In our institution, intubation for the purposes of microscopic laryngeal surgery is performed with flexometallic endotracheal tubes of small diameter. Flexometallic tubes are known to provide enhanced airway safety in terms of resistance to compression and bending19,23. However, the structure of the wire inside the tube affects the increased elastic recoil force of the tube and facilitates its upward pull during each manipulation19.

It is a fact that microscopic laryngeal surgery itself and extreme neck extension performed by the surgeon result in more frequent AEs. In the literature, it is found that tube migration in laryngology can amount to as much as 1.9 ± 0.7 cm, which is much higher than in our research24. This discrepancy can be explained by the fact that Tsukamoto et al included only 12 patients in the study, and they performed nasal intubation. Also, the measurement of tube dislocation was performed using the fiberoptic bronchoscope.

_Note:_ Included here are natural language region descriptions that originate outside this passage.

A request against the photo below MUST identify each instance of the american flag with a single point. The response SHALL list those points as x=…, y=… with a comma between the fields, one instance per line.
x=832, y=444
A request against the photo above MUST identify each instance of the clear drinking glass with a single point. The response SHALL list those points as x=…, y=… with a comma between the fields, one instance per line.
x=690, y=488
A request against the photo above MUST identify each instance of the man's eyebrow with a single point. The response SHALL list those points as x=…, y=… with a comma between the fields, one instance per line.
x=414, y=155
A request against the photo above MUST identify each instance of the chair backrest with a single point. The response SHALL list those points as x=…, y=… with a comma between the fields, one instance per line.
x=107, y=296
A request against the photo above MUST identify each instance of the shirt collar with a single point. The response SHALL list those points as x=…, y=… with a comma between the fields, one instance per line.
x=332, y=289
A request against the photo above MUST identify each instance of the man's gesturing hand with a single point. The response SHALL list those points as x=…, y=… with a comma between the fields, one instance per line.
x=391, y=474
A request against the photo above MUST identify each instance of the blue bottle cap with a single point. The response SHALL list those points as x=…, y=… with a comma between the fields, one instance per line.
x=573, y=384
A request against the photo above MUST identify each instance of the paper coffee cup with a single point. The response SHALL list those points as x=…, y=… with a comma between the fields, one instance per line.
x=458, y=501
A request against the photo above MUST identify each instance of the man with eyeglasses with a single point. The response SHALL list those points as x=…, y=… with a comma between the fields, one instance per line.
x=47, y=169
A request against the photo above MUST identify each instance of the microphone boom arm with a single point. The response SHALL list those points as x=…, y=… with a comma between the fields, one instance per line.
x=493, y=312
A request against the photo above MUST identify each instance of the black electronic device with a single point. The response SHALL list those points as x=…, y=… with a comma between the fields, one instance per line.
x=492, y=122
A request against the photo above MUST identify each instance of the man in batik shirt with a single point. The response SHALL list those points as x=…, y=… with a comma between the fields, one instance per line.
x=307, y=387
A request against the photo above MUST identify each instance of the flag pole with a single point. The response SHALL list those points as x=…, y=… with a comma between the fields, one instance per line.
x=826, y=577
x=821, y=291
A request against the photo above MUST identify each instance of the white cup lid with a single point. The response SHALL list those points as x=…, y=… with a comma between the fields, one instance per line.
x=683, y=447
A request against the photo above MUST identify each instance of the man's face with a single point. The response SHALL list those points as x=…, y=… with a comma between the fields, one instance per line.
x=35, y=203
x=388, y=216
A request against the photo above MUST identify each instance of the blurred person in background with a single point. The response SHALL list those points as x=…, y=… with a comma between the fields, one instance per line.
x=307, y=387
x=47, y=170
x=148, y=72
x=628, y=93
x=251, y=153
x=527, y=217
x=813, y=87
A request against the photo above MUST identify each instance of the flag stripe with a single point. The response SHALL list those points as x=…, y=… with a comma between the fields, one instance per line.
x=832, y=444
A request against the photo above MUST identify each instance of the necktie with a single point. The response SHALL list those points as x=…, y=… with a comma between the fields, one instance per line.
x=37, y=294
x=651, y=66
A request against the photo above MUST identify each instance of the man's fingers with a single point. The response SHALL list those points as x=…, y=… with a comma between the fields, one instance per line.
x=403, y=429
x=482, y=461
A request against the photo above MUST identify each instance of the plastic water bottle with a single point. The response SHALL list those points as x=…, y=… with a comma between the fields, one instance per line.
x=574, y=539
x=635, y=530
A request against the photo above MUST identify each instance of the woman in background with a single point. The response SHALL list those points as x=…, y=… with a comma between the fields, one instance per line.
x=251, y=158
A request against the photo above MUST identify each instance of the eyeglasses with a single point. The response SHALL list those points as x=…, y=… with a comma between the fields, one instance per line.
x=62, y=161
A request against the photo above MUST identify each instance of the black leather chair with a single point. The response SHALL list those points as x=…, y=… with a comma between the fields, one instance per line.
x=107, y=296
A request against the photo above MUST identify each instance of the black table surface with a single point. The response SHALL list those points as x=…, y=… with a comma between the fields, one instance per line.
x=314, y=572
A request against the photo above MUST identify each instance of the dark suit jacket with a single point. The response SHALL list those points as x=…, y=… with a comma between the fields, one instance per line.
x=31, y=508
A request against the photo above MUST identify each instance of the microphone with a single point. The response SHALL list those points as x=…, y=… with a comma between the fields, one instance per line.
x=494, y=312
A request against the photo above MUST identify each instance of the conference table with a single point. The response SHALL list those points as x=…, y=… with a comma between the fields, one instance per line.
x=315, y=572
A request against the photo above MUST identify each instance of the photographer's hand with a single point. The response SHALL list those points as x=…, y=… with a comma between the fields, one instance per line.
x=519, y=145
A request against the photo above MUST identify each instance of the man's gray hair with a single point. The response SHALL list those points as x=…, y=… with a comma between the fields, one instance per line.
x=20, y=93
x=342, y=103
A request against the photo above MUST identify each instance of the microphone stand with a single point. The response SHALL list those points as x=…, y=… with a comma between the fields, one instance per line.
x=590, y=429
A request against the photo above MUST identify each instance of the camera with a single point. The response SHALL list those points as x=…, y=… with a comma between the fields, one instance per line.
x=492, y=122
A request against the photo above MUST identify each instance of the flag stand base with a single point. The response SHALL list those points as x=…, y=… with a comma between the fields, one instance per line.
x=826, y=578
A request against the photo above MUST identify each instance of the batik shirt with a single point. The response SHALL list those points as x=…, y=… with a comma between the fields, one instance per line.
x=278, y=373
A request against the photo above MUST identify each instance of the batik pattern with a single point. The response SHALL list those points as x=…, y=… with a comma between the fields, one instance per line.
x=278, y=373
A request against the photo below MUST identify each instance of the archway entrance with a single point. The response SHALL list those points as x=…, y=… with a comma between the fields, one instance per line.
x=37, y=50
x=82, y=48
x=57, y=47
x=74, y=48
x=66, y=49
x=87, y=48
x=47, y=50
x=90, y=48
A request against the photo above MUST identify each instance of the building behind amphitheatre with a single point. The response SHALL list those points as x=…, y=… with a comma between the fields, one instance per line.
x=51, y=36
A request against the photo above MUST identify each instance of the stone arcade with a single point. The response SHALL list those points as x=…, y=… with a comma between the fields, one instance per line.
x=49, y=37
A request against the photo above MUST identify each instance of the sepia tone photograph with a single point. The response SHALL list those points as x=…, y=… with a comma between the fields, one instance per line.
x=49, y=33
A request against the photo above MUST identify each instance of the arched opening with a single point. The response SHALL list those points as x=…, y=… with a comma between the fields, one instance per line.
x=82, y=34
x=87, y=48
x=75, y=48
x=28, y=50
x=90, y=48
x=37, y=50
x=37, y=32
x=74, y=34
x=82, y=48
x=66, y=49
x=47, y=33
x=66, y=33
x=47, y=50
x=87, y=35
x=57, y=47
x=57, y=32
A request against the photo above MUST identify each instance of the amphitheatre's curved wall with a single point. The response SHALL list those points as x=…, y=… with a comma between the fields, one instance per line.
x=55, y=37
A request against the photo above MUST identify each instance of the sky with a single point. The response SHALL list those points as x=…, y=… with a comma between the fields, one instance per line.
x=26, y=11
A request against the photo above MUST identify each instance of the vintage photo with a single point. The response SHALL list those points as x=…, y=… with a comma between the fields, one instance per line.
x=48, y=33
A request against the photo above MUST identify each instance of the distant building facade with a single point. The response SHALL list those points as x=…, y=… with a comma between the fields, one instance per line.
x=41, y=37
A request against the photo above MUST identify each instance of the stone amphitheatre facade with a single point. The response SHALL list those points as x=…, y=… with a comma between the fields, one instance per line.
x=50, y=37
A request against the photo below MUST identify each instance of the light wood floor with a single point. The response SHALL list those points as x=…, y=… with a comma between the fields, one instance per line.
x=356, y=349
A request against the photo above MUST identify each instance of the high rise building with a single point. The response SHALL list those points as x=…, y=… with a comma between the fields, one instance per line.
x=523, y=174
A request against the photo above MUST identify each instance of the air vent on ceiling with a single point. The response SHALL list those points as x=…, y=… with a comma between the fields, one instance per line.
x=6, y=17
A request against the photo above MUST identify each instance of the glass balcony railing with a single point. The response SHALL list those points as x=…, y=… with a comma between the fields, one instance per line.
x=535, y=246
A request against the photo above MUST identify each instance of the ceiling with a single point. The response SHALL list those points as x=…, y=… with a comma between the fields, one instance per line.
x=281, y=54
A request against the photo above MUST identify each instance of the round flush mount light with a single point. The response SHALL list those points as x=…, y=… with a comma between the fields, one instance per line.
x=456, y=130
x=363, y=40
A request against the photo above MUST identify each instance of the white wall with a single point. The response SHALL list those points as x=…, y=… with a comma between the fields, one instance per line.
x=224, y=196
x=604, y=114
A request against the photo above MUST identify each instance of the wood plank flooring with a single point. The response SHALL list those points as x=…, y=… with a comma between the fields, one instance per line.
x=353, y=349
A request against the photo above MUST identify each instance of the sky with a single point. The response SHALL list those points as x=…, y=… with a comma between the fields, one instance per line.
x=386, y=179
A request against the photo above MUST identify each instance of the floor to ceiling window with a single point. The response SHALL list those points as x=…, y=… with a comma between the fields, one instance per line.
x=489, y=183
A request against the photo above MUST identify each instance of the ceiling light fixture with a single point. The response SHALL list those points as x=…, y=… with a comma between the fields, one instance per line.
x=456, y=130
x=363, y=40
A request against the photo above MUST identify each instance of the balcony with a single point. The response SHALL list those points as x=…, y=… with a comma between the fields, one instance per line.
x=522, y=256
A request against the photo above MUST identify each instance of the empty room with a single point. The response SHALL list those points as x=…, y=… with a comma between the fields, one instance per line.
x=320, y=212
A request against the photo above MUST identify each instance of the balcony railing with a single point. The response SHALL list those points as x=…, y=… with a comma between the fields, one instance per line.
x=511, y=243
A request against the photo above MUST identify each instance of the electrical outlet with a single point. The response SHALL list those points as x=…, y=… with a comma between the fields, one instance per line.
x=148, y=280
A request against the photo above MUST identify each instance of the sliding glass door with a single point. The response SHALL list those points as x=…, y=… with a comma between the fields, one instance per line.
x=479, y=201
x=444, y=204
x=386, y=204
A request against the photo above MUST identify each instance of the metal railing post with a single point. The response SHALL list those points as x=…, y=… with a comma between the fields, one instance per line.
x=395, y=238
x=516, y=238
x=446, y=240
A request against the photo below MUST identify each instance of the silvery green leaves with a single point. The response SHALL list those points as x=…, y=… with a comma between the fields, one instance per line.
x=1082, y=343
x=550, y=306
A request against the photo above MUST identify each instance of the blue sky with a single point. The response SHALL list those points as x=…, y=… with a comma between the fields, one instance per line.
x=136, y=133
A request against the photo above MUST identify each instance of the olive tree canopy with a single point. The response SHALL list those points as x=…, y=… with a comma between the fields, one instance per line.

An IIG below 5.25 cm, a high Malampati score, and encountered problematic intubation may indicate difficult surgical conditions, more extended surgical manipulation during work, patient re-positioning, and a more frequent tube dislocation.

Considering the extremely high risk of AEs during laryngological interventions, it is recommended to consider the IIG and Mallampati classification for a rapid preoperative risk assessment. It is recommended that the depth of the endotracheal tube should be approximately two cm deeper than necessary, as long as there is adequate ventilation on both sides of the lungs. Auscultation should be frequent during the surgical intervention. Difficult intubation undoubtedly indicates a chance of AE occurrence.

There exist certain limitations of this study. The study should be expanded in the future since the number of patients is limited to 100. Preoperative measurements and evaluations were provided by one anesthesiologist and future research should include two or more anesthesiologists.

In conclusion, microscopic laryngeal surgery implies surgical manipulations both externally and in the glottic area. This represents a high threat for the occurrence of intraoperative AE. Anesthesiologist should use IIG below five cm and the class of modified Mallampati score in order to predict possible AE. After intubation, the endotracheal tube should be externally fixated approximately two cm deeper than needed as long as the lung auscultation is sufficient.

Conflict of interest

There are no conflicts of interest.

Acknowledgement

We thank Primarius Tatjana Kovačević, MD, PhD, Dragana Mitrović, MD, Tanja Cvetković, Senior OT technician, and Darko Djordjević, Senior OT technician, for their valuable assistance in considering data collection.